In Band today the potential drum majors conducted two songs each. One was quiet but on beat, one totally bombed it, one was on time but was making really weird faces at the trumpets, and one I didn't like as a person. So yeah, tough decision, I know. And then I went home and watched Parks for like three hours, procrastinated, practiced and kind of turned into a nervous wreck, and now I'm writing this. It's like a cycle.
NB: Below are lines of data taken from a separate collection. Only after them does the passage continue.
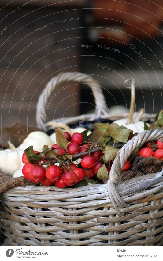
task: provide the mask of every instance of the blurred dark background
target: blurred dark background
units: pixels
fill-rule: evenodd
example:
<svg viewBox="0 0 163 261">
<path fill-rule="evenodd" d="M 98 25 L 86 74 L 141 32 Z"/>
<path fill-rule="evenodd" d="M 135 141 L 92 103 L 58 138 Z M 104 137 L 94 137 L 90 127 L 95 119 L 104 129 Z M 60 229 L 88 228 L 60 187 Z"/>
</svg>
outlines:
<svg viewBox="0 0 163 261">
<path fill-rule="evenodd" d="M 17 121 L 22 95 L 21 122 L 35 124 L 39 95 L 62 72 L 92 75 L 108 107 L 122 105 L 124 110 L 130 93 L 124 81 L 134 76 L 136 110 L 144 107 L 152 113 L 162 109 L 162 1 L 1 0 L 0 4 L 2 125 Z M 47 111 L 49 119 L 94 109 L 88 86 L 72 87 L 54 99 Z"/>
</svg>

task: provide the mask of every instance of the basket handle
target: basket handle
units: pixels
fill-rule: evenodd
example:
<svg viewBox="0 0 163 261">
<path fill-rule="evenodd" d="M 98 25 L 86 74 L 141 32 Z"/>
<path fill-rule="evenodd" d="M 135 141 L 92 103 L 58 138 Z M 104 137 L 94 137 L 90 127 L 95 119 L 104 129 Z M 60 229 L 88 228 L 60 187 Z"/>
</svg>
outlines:
<svg viewBox="0 0 163 261">
<path fill-rule="evenodd" d="M 79 83 L 87 84 L 91 88 L 96 105 L 94 119 L 109 116 L 108 109 L 102 91 L 98 81 L 90 75 L 78 72 L 61 73 L 52 78 L 46 85 L 40 95 L 37 104 L 36 121 L 37 126 L 46 130 L 45 126 L 46 107 L 49 97 L 55 87 L 61 83 L 73 81 Z"/>
<path fill-rule="evenodd" d="M 135 149 L 153 140 L 163 141 L 163 131 L 158 129 L 144 131 L 128 141 L 117 153 L 110 172 L 107 189 L 109 198 L 118 213 L 121 212 L 119 208 L 128 206 L 121 198 L 115 185 L 120 182 L 121 172 L 124 163 Z"/>
</svg>

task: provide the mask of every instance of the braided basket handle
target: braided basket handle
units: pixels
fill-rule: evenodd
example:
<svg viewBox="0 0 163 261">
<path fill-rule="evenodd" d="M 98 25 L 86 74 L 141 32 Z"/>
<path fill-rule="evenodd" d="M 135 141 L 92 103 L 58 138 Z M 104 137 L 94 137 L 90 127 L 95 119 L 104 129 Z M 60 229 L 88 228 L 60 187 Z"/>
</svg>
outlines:
<svg viewBox="0 0 163 261">
<path fill-rule="evenodd" d="M 120 177 L 124 164 L 135 149 L 141 147 L 147 141 L 153 140 L 163 141 L 163 131 L 158 129 L 144 131 L 128 141 L 117 153 L 110 172 L 107 189 L 109 198 L 118 213 L 121 212 L 119 208 L 128 206 L 119 195 L 115 186 L 120 182 Z"/>
<path fill-rule="evenodd" d="M 94 80 L 90 75 L 80 72 L 61 73 L 51 79 L 39 97 L 37 105 L 36 117 L 36 124 L 39 128 L 44 130 L 46 130 L 47 125 L 45 126 L 46 107 L 48 103 L 50 95 L 55 87 L 61 83 L 72 81 L 78 83 L 86 83 L 92 90 L 96 108 L 94 115 L 91 120 L 102 117 L 103 116 L 109 117 L 108 108 L 101 88 L 98 81 Z"/>
</svg>

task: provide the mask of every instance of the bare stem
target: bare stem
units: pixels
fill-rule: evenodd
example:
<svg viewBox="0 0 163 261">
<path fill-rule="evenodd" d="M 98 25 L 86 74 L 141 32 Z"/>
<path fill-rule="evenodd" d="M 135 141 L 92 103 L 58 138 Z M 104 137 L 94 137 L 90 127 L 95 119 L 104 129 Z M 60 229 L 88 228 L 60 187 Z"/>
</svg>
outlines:
<svg viewBox="0 0 163 261">
<path fill-rule="evenodd" d="M 128 79 L 126 80 L 124 82 L 124 84 L 129 80 L 131 82 L 131 87 L 130 87 L 131 90 L 131 100 L 130 111 L 129 111 L 127 122 L 126 123 L 126 124 L 129 124 L 131 123 L 134 123 L 133 117 L 133 114 L 134 112 L 135 103 L 135 79 L 133 77 L 130 79 Z M 127 87 L 127 88 L 128 87 Z"/>
</svg>

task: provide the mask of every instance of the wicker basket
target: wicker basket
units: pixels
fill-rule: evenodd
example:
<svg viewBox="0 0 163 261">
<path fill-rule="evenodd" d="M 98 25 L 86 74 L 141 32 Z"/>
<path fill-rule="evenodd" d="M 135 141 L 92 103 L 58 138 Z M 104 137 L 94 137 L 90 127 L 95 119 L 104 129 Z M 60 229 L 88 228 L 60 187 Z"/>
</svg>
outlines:
<svg viewBox="0 0 163 261">
<path fill-rule="evenodd" d="M 52 79 L 39 98 L 38 111 L 42 113 L 37 115 L 37 119 L 40 127 L 47 130 L 56 122 L 62 121 L 64 124 L 77 120 L 76 117 L 59 119 L 45 125 L 43 122 L 45 105 L 51 92 L 58 82 L 72 80 L 86 82 L 92 88 L 98 109 L 94 114 L 87 116 L 87 118 L 93 120 L 100 116 L 106 118 L 107 114 L 108 118 L 98 83 L 79 73 L 63 73 Z M 149 115 L 145 117 L 149 119 Z M 163 140 L 163 134 L 158 129 L 144 131 L 128 141 L 117 155 L 107 184 L 75 189 L 29 185 L 17 187 L 2 194 L 0 215 L 5 221 L 2 222 L 2 227 L 7 243 L 163 245 L 162 172 L 120 181 L 124 163 L 132 152 L 147 141 Z"/>
</svg>

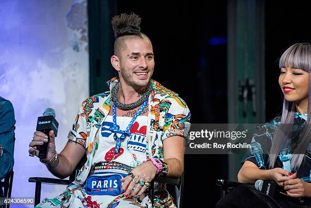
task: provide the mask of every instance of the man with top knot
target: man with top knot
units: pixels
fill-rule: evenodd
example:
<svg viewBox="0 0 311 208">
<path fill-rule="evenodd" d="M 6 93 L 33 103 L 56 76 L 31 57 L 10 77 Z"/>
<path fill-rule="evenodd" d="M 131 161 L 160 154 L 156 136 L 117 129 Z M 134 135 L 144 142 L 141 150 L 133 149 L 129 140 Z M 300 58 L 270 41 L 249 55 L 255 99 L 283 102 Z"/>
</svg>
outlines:
<svg viewBox="0 0 311 208">
<path fill-rule="evenodd" d="M 109 91 L 82 103 L 59 154 L 50 132 L 47 157 L 41 160 L 60 178 L 85 155 L 86 162 L 67 190 L 37 207 L 151 207 L 145 193 L 156 175 L 182 173 L 190 112 L 177 94 L 151 79 L 152 45 L 140 21 L 133 13 L 113 18 L 111 62 L 118 76 L 107 82 Z M 38 155 L 46 137 L 35 133 L 29 155 Z M 154 199 L 154 207 L 175 207 L 165 185 L 155 187 Z"/>
</svg>

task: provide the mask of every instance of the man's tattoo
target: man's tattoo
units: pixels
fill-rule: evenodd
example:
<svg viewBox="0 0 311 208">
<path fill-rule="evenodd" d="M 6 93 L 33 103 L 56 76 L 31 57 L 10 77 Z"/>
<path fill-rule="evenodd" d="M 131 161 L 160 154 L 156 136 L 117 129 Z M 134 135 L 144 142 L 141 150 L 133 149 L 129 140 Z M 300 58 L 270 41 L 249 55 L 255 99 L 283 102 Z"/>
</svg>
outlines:
<svg viewBox="0 0 311 208">
<path fill-rule="evenodd" d="M 124 115 L 123 115 L 122 116 L 123 117 L 134 117 L 134 116 L 135 115 L 135 114 L 136 114 L 137 112 L 137 111 L 136 110 L 134 110 L 132 111 L 129 111 L 127 113 L 127 114 L 125 114 Z M 141 115 L 142 115 L 144 113 L 145 113 L 146 112 L 148 112 L 148 106 L 146 106 L 145 109 L 144 109 L 141 111 Z"/>
<path fill-rule="evenodd" d="M 145 91 L 143 91 L 143 90 L 138 91 L 138 95 L 137 95 L 137 97 L 140 97 L 140 96 L 142 96 L 144 92 L 145 92 Z"/>
<path fill-rule="evenodd" d="M 74 141 L 72 140 L 71 139 L 68 139 L 68 141 L 67 141 L 68 143 L 74 143 L 75 144 L 77 144 L 77 142 Z"/>
</svg>

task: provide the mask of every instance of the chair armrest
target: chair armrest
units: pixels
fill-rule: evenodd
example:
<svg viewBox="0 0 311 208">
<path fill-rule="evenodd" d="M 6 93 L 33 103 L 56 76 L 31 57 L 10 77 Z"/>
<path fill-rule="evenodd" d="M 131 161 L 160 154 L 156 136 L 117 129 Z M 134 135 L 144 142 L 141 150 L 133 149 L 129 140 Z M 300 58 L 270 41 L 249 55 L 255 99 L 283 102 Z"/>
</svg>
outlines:
<svg viewBox="0 0 311 208">
<path fill-rule="evenodd" d="M 166 177 L 160 177 L 156 175 L 153 180 L 157 182 L 175 186 L 178 186 L 180 184 L 180 179 L 172 179 Z"/>
<path fill-rule="evenodd" d="M 220 186 L 236 188 L 242 184 L 245 185 L 245 184 L 236 182 L 235 181 L 228 181 L 224 179 L 217 179 L 216 180 L 216 185 Z"/>
<path fill-rule="evenodd" d="M 216 185 L 225 188 L 236 188 L 239 186 L 243 185 L 248 188 L 254 189 L 254 184 L 244 184 L 225 179 L 217 179 L 216 180 Z"/>
<path fill-rule="evenodd" d="M 72 181 L 66 179 L 51 179 L 49 177 L 32 177 L 28 180 L 28 182 L 31 183 L 43 183 L 44 184 L 58 184 L 68 185 L 70 184 Z"/>
</svg>

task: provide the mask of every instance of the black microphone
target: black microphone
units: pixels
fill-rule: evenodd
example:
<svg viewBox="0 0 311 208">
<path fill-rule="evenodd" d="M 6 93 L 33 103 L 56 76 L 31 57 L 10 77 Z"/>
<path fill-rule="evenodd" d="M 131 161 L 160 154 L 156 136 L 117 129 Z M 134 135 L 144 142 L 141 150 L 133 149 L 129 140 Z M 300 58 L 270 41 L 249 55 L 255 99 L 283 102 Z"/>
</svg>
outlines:
<svg viewBox="0 0 311 208">
<path fill-rule="evenodd" d="M 291 197 L 285 193 L 284 187 L 278 186 L 277 183 L 274 182 L 259 180 L 256 181 L 254 186 L 255 189 L 257 191 L 259 191 L 274 198 L 283 197 L 301 204 L 311 205 L 311 200 L 308 198 Z"/>
<path fill-rule="evenodd" d="M 274 197 L 276 193 L 277 184 L 269 181 L 259 180 L 256 181 L 255 188 L 272 197 Z"/>
<path fill-rule="evenodd" d="M 50 136 L 49 135 L 50 131 L 54 131 L 54 134 L 56 137 L 58 129 L 58 123 L 55 119 L 55 110 L 50 108 L 46 109 L 43 113 L 43 116 L 38 117 L 36 129 L 37 131 L 45 133 L 48 136 L 48 142 L 43 142 L 43 144 L 40 145 L 39 147 L 39 158 L 46 158 L 50 143 Z"/>
</svg>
Because I'm rehearsing with this huge-as.s band on Sunday for a concert in two weeks, and there's a song that I feel like I'm getting lost in, and I can't tell if this guy likes me or if he's just flirty, and I know that without a miracle burst of productivity that I won't finish my novel's rough draft by the end of this month. 

Sometimes I feel like my life is a melodramatic train wreck and I'm carrying everyone who has some misplaced trust in me off the rails. You can quote me on that. Yet somehow, I manage to steer back on path at the last second. I lose momentum, though. Lost ideas. Faded stories, wasted opportunity. It's never as exciting. 

Listen, I'm sorry if this is all just vaguely poetic rambling to you. Maybe that's what it is. But to me, it's writing, it's the shape I take in words, it's some exaggerated encapsulation of how my day went. When I talked about school keeping me grounded, I didn't mention it's these letters, too.